Alternative Press Rethinks Music Awards, Business
The Alternative Press Magazine is taking a year off from hosting its music awards to reassess the future of the event. The Cleveland-based publication has kept the country tuned to the latest musicians and trends in the worlds of alt-rock, hip-hop and metal for over 30 years.
The music awards launched with great fanfare in 2014. The event was strategically timed to coincide with the Cleveland date of the Vans Warped Tour, making it convenient for popular young acts like Panic at the Disco and Black Veil Brides to attend.
But, difficulties in securing a steady venue became a challenge for the event, and with this year’s conclusion of the Vans Warped Tour, the booking of acts also became a challenge.

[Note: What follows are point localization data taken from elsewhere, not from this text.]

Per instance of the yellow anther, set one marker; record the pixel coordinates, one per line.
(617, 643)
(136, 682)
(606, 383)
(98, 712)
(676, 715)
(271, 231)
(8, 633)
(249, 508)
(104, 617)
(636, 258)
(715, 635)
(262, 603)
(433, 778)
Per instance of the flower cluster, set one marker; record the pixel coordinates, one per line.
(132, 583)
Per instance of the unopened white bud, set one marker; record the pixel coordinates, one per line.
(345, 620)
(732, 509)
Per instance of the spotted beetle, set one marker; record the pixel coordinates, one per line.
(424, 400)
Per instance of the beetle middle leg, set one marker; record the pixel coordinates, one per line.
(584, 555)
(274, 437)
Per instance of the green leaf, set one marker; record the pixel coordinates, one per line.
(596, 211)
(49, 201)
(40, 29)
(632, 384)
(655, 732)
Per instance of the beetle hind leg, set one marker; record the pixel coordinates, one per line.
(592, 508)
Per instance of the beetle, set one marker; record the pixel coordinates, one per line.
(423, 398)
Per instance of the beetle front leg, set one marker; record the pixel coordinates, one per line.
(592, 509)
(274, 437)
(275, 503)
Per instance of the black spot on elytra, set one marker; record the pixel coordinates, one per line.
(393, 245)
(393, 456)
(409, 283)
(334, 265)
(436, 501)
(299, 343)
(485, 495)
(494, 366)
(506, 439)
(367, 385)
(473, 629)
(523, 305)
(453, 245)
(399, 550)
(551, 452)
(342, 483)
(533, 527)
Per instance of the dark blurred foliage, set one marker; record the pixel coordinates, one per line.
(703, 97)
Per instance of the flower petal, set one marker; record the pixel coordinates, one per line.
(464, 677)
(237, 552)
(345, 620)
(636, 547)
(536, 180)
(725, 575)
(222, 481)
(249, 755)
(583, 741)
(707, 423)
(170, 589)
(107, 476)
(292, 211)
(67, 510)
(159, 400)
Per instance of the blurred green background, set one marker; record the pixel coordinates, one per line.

“If you talk to anybody who produces events, to get the big, big artists is a ton of money,” said Alternative Press founder Mike Shea. “So, do you keep pounding your head against the table trying to raise six figures to pay for one person? I felt we needed to reinvent it.”
He said one aspect of that reinvention is to move away from offering another back-slapping awards program towards a fundraising event aimed at supporting a social cause. It’s all part of a continuing effort to diversify the Alternative Press brand. In 2007, the magazine began its own traveling music fest, called the AP Tour, which lasted five years until the dynamics of touring began to change.
“Artists weren’t making a lot of money off music, and so all they could do to make money was tour,” Shea said. “And what was happening was they were over-touring. So, you were finding that some of the artists that you wanted to work with had already been through the major markets two or three times within the past 15 months.”
Because of that, Alternative Press stepped away from tour sponsorship, but Shea said there seems to be a more favorable change recently in the economics of the touring business. “So, I can’t say we’ll never do one again.”
Alternative Press started out in the mid-1980s as a fanzine that reported on new music that Shea and his suburban Cleveland friends weren’t reading about in mainstream publications like Rolling Stone. The upstart venture went from being a local black and white publication to a glossy, national journal of youth culture.
But, Shea said changes in the music publishing world are reshaping Alternative Press’s focus.
“I think for any magazine to work in this day and age – unless you’re part of [publishing giant] Conde Nast or some other big thing – you’ve got to niche out,” said Shea. “You’ve got to double down on your core [audience].”
He added that, in recent years, grocery stores and other major retailers have reduced their magazine rack space. The Alternative Press response is to start printing issues on demand.
“For us, it’s about, more and more, about selling directly to consumers via our online site and also now starting to go through Amazon,” Shea said. “I don’t have to print tons of copies and pray to God that I sell 30 percent of them, and then get charged back for the returns by the wholesaler.”
Today’s Alternative Press is a photo-filled publication focusing on artist profiles. Some old-school music magazine staples like record reviews are gone. Shea said it’s part of a more realistic assessment of what attracts readers.
“You’re not being a fool and being in denial and saying ‘Yes! They want record reviews.’ No they don’t. They don’t want record reviews. That went away with Spotify.”
Mike Shea says he and his staff are constantly reassessing the readership’s taste in music — even when it comes to classic rock.
“Classic rock to our readers is anything in the 90s — even Marilyn Manson, Korn, Metallica,” he said. “This is where we’re at right now.”
Shea says the goal is to launch his musical fundraising concept next year. It’s just another way that the feisty publication is working to keep in tune with the times.